F-35 Lightning II
The Lockheed Martin F-35 Lightning II (so named in honor of the WWII era Lockheed P-38 Lightning) is a single seat next-generation multi-role strike aircraft with stealth capabilities. It is powered by a single Pratt & Whitney F135 turbofan engine capable of producing in excess of 40,000 pounds of thrust.
The JSF concept involved a single common airframe with multiple variants to fulfill multiple roles and to serve the US Air Force (USAF), the US Navy (USN) and the US Marine Corps (USMC), which has been challenging in the past due to each force's unique requirements (and their preferences over contractors; USAF has preferred Lockheed Martin while USN/USMC has preferred Boeing). As such, the F-35 has three distinct variants, each engineered for their respective roles and customers:
- The F-35A is the conventional take off/landing (CTOL) version primarily intended for the USAF as a replacement for the aging F-16 Falcon and, to a lesser extent, the F-22 Raptor (USAF's original stealth fighter).
- The F-35B is a short take off/vertical landing (STOVL) version intended primarily for the USMC as a replacement for the AV-8B Harrier.
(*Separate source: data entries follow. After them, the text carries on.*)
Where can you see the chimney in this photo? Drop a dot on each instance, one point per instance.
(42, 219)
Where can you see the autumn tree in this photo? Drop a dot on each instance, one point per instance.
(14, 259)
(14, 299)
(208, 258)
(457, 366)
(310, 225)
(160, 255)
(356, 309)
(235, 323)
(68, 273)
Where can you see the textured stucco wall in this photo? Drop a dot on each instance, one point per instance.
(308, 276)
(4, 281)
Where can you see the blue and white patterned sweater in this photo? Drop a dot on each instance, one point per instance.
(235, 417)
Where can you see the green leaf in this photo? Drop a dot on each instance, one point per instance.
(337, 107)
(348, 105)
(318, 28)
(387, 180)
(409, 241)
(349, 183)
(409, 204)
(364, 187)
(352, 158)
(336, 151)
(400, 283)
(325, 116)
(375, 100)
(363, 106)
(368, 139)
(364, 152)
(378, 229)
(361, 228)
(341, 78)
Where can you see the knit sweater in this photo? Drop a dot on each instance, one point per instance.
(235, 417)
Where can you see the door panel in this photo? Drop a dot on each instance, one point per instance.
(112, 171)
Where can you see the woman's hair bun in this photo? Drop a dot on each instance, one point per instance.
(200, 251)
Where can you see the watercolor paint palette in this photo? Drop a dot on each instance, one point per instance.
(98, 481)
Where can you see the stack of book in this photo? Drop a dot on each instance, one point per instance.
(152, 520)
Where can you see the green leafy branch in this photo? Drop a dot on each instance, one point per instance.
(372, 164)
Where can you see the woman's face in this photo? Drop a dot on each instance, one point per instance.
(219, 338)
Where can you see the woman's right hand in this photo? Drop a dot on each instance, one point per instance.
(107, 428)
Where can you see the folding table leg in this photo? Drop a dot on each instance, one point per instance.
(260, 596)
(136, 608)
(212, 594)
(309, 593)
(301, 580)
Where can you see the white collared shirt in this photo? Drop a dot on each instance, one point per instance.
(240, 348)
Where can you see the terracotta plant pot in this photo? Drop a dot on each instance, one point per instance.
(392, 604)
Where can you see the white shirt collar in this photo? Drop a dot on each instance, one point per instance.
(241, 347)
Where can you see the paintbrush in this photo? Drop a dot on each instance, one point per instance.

It is this variant which has had the most difficulties in testing and later in production, due to the technical requirements.
- The F-35C is a carrier-based variant intended primarily for the USN as a replacement for older model F/A-18 Hornets (A/B/C variants) which in turn replaced the venerable Vought A-7 Corsair II and Grumman A-6 Intruder.
In August 2023 it was reported that the Belgian Ministry of Defense officially refused to accept deliveries of its first batches of F-35a stealth Fighters which it ordered in 2018. The aircraft still continues to be produced in a technically defective version and requires many improvements for its key components.